Environment Variables

Code Ocean specific environment variables are available during Reproducible Runs and Cloud Workstation Sessions to reduce coding complexity. Users can also create their own environment variables.

User-Created Environment Variables

Users can define environment variables from the Environment Editor as shown below. These variables are automatically added to the Capsule's Dockerfile before the installation commands so they can be used during the environment build phase if necessary. During runtime, the reference to the variable is replaced with its value.

  • Environment variable names must always start with a letter or underscore ("_") and may only consist of alphanumeric characters and underscores ("_").

  • Environment variable names are case-insensitive meaning the names “ABC” and “abc” cannot both exist in the same Capsule.

User-created environment variables can be edited by clicking on the variable name or deleted by clicking on the X to the right of the variable as shown below.

Changing the executable PATH

The PATH is an environment variable that specifies a set of directories where executable programs are located. For programs installed by package managers, the PATH does not need to be altered. However, for programs installed in the Post-Install script, the PATH can be reassigned in the Post-Install script. This will take affect only when working in a Cloud Workstation. When performing a Reproducible Run, the PATH should be set in the Environmental Variables section of the Environment editor.

Code Ocean Specific Environmental Variables

CO_CPUS: the number of available CPU cores.

CO_MEMORY: the available RAM in bytes.

CO_COMPUTATION_ID: the unique identifier of the current computation.

CO_CAPSULE_ID: the capsule's unique identifier, also available in the metadata page.

CO_PIPELINE_ID: the pipeline's unique identifier, also available in the metadata page. Only present in a pipeline reproducible run.

GIT_ACCESS_TOKEN: only defined if a user has entered their Git credentials in the Account page.

Use in Pipelines

Each Capsule in a Pipeline will have its own CO_CPUS, CO_MEMORY, and CO_CAPSULE_ID variables but they will all share the same CO_PIPELINE_ID and CO_COMPUTATION_ID.

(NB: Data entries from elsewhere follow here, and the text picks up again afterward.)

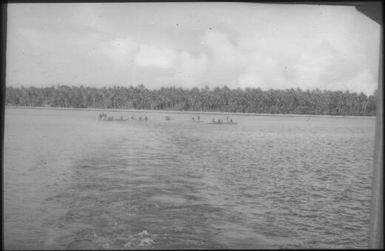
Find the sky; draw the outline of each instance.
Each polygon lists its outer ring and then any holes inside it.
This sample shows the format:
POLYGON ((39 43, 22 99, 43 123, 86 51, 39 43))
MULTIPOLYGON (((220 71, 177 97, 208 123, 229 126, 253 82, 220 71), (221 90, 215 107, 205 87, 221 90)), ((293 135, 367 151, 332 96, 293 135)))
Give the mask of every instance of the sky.
POLYGON ((380 25, 350 6, 9 4, 6 86, 378 86, 380 25))

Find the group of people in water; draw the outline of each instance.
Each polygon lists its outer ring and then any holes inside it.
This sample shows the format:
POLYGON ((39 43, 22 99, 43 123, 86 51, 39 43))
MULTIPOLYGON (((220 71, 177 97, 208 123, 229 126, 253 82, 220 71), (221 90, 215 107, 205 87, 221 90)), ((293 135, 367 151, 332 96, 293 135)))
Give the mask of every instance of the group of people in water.
MULTIPOLYGON (((129 118, 127 119, 123 119, 123 116, 120 116, 119 118, 114 118, 114 117, 111 117, 111 116, 107 116, 107 113, 99 113, 99 120, 108 120, 108 121, 111 121, 111 120, 117 120, 117 121, 127 121, 129 120, 129 118)), ((144 116, 143 118, 141 116, 138 117, 138 119, 136 119, 134 116, 131 116, 130 117, 132 120, 140 120, 140 121, 147 121, 148 118, 147 116, 144 116)))
MULTIPOLYGON (((223 124, 224 121, 222 119, 215 120, 215 118, 213 118, 212 123, 223 124)), ((233 119, 229 119, 229 117, 226 117, 226 124, 234 124, 233 119)))
MULTIPOLYGON (((138 118, 135 118, 135 116, 131 116, 130 118, 127 118, 127 119, 123 119, 123 116, 120 116, 119 118, 114 118, 114 117, 111 117, 111 116, 107 116, 107 113, 99 113, 99 117, 98 117, 99 120, 107 120, 107 121, 127 121, 129 119, 131 120, 138 120, 138 121, 147 121, 148 118, 147 116, 139 116, 138 118)), ((165 117, 166 120, 171 120, 171 117, 170 116, 166 116, 165 117)), ((192 121, 194 122, 201 122, 201 117, 198 115, 198 116, 194 116, 192 117, 192 121)), ((215 120, 215 118, 212 119, 212 122, 210 124, 236 124, 233 122, 232 119, 229 119, 229 117, 226 117, 226 122, 224 122, 222 119, 218 119, 218 120, 215 120)))
POLYGON ((193 120, 193 121, 199 121, 199 122, 200 122, 200 121, 201 121, 201 117, 198 115, 198 116, 197 116, 197 120, 195 120, 195 117, 192 117, 192 120, 193 120))

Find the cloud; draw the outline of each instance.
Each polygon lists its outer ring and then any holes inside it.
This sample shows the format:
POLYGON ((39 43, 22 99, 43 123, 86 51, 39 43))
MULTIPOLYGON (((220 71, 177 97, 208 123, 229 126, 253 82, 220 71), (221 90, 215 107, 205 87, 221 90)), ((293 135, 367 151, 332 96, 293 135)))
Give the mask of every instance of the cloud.
POLYGON ((187 51, 182 51, 179 53, 179 64, 175 78, 187 86, 199 85, 208 66, 209 58, 206 54, 201 53, 194 57, 187 51))
POLYGON ((135 64, 141 67, 157 67, 168 69, 175 66, 176 52, 157 45, 140 45, 135 56, 135 64))
POLYGON ((105 43, 101 51, 117 63, 129 63, 137 45, 129 38, 115 38, 105 43))

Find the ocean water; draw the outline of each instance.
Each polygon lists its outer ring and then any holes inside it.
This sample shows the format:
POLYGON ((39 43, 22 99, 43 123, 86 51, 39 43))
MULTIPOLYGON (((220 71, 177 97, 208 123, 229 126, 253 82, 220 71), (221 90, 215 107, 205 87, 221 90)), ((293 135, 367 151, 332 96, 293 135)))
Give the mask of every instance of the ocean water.
POLYGON ((107 113, 5 110, 6 249, 367 247, 375 118, 107 113))

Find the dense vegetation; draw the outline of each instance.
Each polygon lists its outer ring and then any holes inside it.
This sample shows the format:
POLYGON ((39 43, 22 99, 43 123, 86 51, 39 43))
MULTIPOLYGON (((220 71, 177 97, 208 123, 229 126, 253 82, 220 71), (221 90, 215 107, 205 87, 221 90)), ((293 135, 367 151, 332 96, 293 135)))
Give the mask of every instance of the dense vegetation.
POLYGON ((342 91, 162 87, 7 87, 6 105, 248 113, 375 115, 376 96, 342 91))

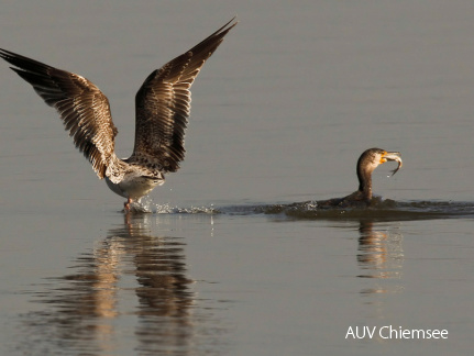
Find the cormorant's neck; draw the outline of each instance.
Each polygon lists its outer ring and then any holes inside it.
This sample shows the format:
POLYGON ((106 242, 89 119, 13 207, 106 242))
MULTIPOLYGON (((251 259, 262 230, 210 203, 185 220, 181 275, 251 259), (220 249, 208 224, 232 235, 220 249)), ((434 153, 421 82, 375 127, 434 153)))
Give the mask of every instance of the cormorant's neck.
POLYGON ((357 165, 359 191, 366 200, 372 199, 372 169, 357 165))

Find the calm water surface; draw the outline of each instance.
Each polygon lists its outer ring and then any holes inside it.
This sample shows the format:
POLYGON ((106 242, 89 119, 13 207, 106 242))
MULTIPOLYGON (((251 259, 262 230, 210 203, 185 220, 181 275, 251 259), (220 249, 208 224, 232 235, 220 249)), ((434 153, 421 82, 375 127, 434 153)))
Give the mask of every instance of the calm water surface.
POLYGON ((0 46, 91 79, 119 155, 145 77, 239 15, 192 89, 181 169, 129 216, 0 65, 1 355, 471 355, 474 4, 7 2, 0 46), (275 10, 275 11, 274 11, 275 10), (368 147, 388 201, 356 188, 368 147), (448 340, 346 338, 349 327, 448 340))

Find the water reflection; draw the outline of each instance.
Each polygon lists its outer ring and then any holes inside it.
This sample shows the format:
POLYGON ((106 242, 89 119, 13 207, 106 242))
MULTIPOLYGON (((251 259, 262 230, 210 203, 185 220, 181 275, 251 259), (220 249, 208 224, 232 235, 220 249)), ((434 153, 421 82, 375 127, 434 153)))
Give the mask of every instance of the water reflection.
MULTIPOLYGON (((361 278, 401 279, 404 265, 403 235, 399 232, 375 230, 374 221, 362 220, 359 226, 357 263, 362 274, 361 278)), ((401 289, 397 282, 394 285, 377 285, 374 288, 364 288, 361 293, 386 293, 401 289)))
MULTIPOLYGON (((26 315, 35 349, 45 354, 196 355, 199 334, 184 238, 153 236, 148 215, 125 215, 95 248, 53 278, 26 315), (41 348, 38 348, 41 345, 41 348)), ((156 219, 156 218, 154 218, 156 219)), ((25 343, 27 345, 30 343, 25 343)), ((27 347, 27 346, 26 346, 27 347)))

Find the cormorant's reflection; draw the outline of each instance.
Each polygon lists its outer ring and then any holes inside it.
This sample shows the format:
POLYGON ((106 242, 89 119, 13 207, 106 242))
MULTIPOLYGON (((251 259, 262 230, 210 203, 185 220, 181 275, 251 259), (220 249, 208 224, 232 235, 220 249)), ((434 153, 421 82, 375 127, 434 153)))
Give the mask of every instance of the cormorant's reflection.
MULTIPOLYGON (((359 277, 378 279, 400 279, 404 263, 403 236, 389 230, 374 230, 374 222, 361 220, 359 226, 357 263, 362 269, 359 277)), ((387 286, 364 289, 363 293, 395 291, 387 286)), ((398 287, 395 287, 398 290, 398 287)))
POLYGON ((29 318, 30 329, 41 326, 45 349, 192 354, 199 333, 185 242, 153 236, 147 219, 156 218, 129 214, 77 258, 74 272, 46 286, 38 301, 48 307, 29 318), (121 338, 124 330, 129 340, 121 338))

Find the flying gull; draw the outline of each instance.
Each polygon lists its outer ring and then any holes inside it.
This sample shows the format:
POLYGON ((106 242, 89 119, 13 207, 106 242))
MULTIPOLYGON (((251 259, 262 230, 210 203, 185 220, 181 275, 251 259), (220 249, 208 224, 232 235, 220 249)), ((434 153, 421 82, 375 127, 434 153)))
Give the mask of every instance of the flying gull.
POLYGON ((185 157, 184 138, 188 122, 190 87, 206 60, 236 25, 234 19, 201 43, 154 70, 135 97, 135 143, 129 158, 115 156, 118 133, 109 100, 91 81, 79 75, 0 48, 0 57, 12 64, 20 77, 63 120, 76 147, 92 164, 109 188, 132 201, 165 181, 164 174, 176 171, 185 157))

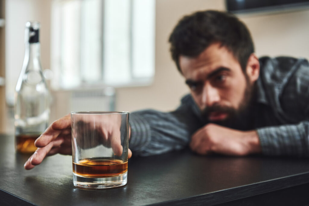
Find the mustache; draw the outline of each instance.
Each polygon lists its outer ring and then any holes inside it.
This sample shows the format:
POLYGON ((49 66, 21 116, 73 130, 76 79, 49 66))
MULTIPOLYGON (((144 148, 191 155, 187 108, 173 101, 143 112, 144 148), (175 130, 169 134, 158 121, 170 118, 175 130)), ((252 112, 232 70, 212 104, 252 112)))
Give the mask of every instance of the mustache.
POLYGON ((234 108, 226 106, 217 105, 210 107, 206 107, 201 111, 202 115, 203 117, 208 117, 211 113, 214 112, 226 113, 228 114, 229 116, 231 115, 234 115, 237 113, 235 109, 234 108))

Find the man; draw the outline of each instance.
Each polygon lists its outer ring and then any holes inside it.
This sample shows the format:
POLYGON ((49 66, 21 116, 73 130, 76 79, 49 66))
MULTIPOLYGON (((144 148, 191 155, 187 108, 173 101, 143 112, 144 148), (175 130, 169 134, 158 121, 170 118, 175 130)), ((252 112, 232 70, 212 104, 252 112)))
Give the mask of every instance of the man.
MULTIPOLYGON (((188 144, 201 154, 309 156, 307 60, 259 60, 243 23, 215 11, 184 17, 169 42, 191 94, 174 111, 130 114, 129 147, 134 154, 161 154, 188 144)), ((39 148, 25 168, 46 155, 71 154, 70 128, 69 115, 54 122, 36 140, 39 148)))

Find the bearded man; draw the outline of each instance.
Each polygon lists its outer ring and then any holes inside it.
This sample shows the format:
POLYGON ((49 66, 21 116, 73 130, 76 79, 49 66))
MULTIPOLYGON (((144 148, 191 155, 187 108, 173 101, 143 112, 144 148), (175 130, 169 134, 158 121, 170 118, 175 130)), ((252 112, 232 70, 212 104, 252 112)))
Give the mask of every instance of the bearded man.
MULTIPOLYGON (((191 94, 175 111, 130 114, 133 154, 159 154, 189 145, 202 155, 309 156, 307 61, 259 60, 244 24, 216 11, 184 16, 169 42, 191 94)), ((46 155, 71 154, 70 124, 68 115, 50 126, 36 140, 39 148, 25 168, 46 155)))

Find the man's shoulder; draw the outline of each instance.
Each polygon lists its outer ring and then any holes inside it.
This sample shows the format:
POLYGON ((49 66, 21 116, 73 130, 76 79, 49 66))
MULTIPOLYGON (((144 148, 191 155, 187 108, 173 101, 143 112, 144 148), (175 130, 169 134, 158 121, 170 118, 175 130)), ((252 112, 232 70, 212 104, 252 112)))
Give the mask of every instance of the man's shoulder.
POLYGON ((285 81, 300 68, 309 69, 308 61, 304 58, 264 56, 260 58, 259 60, 261 77, 266 82, 276 84, 285 81))

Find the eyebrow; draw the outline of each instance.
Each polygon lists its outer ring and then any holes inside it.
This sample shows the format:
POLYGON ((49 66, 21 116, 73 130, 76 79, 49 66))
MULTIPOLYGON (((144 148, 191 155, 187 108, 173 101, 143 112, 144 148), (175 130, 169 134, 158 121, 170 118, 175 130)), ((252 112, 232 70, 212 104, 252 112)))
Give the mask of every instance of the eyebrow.
MULTIPOLYGON (((231 72, 231 70, 228 68, 224 67, 220 67, 214 71, 212 72, 207 76, 206 79, 210 79, 211 77, 218 74, 218 73, 223 71, 231 72)), ((188 85, 197 85, 201 83, 202 81, 195 81, 192 79, 188 79, 186 80, 186 84, 188 85)))

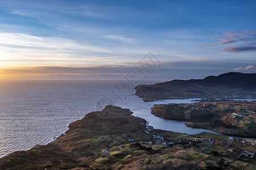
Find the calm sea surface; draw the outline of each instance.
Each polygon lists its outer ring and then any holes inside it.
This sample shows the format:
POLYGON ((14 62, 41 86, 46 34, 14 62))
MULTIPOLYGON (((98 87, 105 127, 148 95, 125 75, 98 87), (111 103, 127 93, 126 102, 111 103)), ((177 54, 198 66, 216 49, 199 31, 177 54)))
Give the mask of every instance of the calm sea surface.
MULTIPOLYGON (((190 99, 144 103, 134 94, 123 101, 110 90, 118 81, 10 80, 0 82, 0 157, 52 141, 69 123, 99 108, 110 99, 129 108, 155 129, 195 134, 207 130, 186 127, 185 122, 164 120, 150 114, 154 104, 191 103, 190 99)), ((194 99, 193 99, 194 100, 194 99)))

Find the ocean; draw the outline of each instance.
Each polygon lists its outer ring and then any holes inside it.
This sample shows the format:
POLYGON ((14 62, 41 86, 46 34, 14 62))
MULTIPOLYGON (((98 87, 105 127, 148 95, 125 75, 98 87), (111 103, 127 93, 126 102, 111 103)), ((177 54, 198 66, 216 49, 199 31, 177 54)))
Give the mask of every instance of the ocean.
POLYGON ((150 108, 154 104, 191 103, 192 99, 144 103, 134 95, 132 87, 130 94, 116 95, 111 90, 117 83, 77 80, 0 82, 0 158, 52 141, 68 130, 70 122, 101 109, 106 101, 130 109, 134 116, 145 118, 155 129, 187 134, 211 132, 150 114, 150 108))

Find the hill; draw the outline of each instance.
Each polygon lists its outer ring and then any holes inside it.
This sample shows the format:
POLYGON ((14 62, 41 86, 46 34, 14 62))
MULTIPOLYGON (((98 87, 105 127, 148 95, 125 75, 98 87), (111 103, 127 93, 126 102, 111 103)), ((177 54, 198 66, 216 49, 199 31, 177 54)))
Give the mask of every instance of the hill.
POLYGON ((230 72, 203 79, 173 80, 135 87, 145 101, 190 98, 256 98, 256 73, 230 72))
POLYGON ((0 169, 256 168, 255 158, 250 153, 242 154, 244 150, 256 152, 251 140, 242 143, 238 139, 228 146, 223 141, 227 139, 225 136, 188 135, 154 129, 146 120, 132 114, 129 109, 112 105, 89 113, 70 124, 69 129, 53 142, 1 158, 0 169))

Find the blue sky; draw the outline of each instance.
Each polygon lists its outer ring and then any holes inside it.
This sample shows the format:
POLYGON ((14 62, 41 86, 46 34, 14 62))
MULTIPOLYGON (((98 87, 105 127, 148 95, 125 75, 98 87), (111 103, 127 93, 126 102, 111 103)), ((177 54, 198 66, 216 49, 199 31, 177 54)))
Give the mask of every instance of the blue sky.
POLYGON ((162 63, 153 78, 254 73, 255 7, 255 1, 1 0, 0 73, 119 78, 148 52, 162 63))

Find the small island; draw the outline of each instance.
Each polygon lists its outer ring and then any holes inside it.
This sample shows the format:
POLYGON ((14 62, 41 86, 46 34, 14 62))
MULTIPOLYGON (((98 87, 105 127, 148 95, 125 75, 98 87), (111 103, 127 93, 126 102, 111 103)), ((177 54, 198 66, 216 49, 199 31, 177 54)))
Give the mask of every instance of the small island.
POLYGON ((129 109, 112 105, 89 113, 51 143, 1 158, 0 169, 256 168, 254 140, 154 129, 132 114, 129 109))

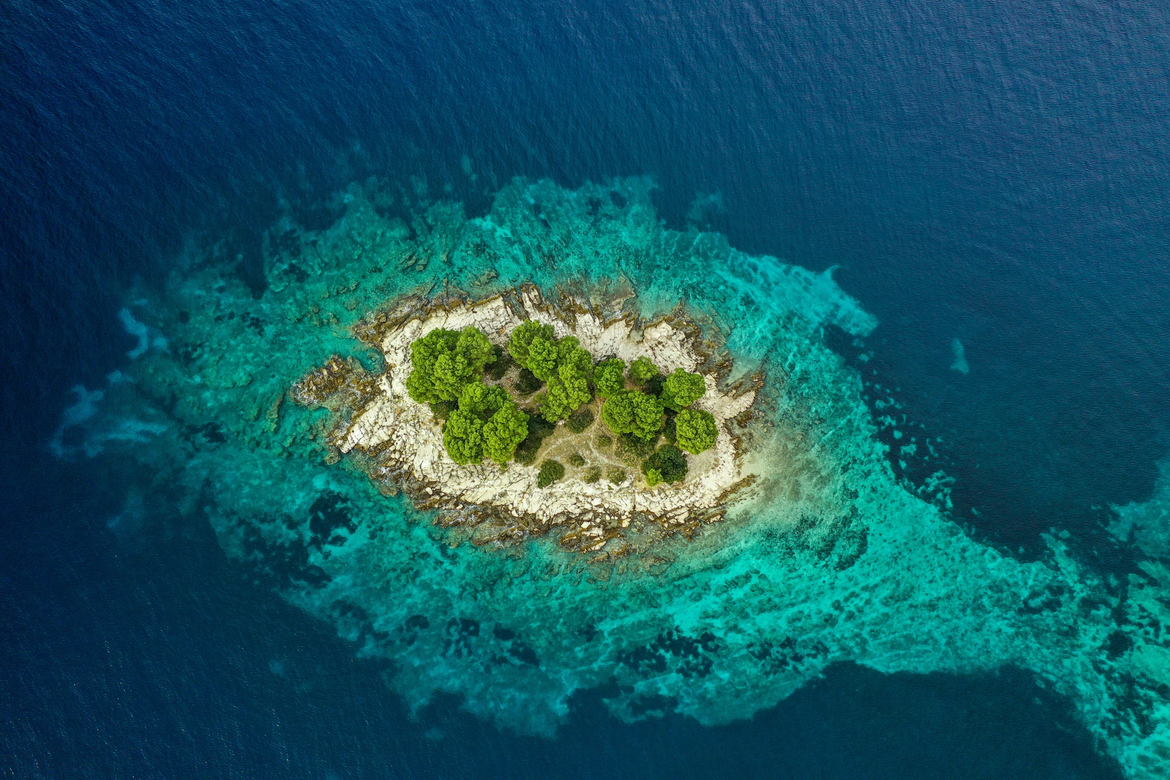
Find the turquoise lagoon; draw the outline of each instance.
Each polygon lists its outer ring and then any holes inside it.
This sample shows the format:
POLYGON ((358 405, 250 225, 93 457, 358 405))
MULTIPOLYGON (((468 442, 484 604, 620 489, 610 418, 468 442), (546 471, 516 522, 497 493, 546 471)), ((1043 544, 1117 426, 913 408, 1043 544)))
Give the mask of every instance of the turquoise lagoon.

CO_CPUS and CO_MEMORY variables should always be used over other approaches when the CPU and memory count is used by a capsule. Since Code Ocean Pipelines run on AWS Batch, manually calculating the CPU and memory count can be inaccurate due to discrepancies between the resources a job has been allocated and the resources of the machine the job is running on.

Examples

Passing the CPU Count to FastQC

FastQC is a command line tool for quality control of sequencing reads. The following code shows how CO_CPUS can be used as an argument to accelerate the computation by leveraging all available CPUs.

#!/usr/bin/env bash
for file in $(find -L ../data -name "*.fastq*"); do
    echo "Running FastQC on $(basename -a $file)"
    fastqc -t $CO_CPUS --outdir ../results $file
done

Maintaining Traceability When Transferring Data to External Locations

If the result of a Capsule or Pipeline is transferred outside of Code Ocean, the CO_CAPSULE_ID/CO_PIPELINE_ID and CO_COMPUTATION_ID variables can be used to help maintain traceability. The following code shows how these variables can be saved to a text file and transferred to the same external S3 bucket where the results are saved. Saving these unique identifiers ensures reproducibility by recording the exact Capsule and computation that produced the result.

#!/usr/bin/env bash

#Transfer results to S3
aws s3 sync ../results/ s3://${S3_BUCKET_NAME}/path/to/results/

#Save unique identifiers to the same location
echo "Capsule ID: $CO_CAPSULE_ID" >> ../results/traceability.txt
echo "Computation ID: $CO_COMPUTATION_ID" >> ../results/traceability.txt

aws s3 cp ../results/traceability.txt s3://${S3_BUCKET_NAME}/path/to/results/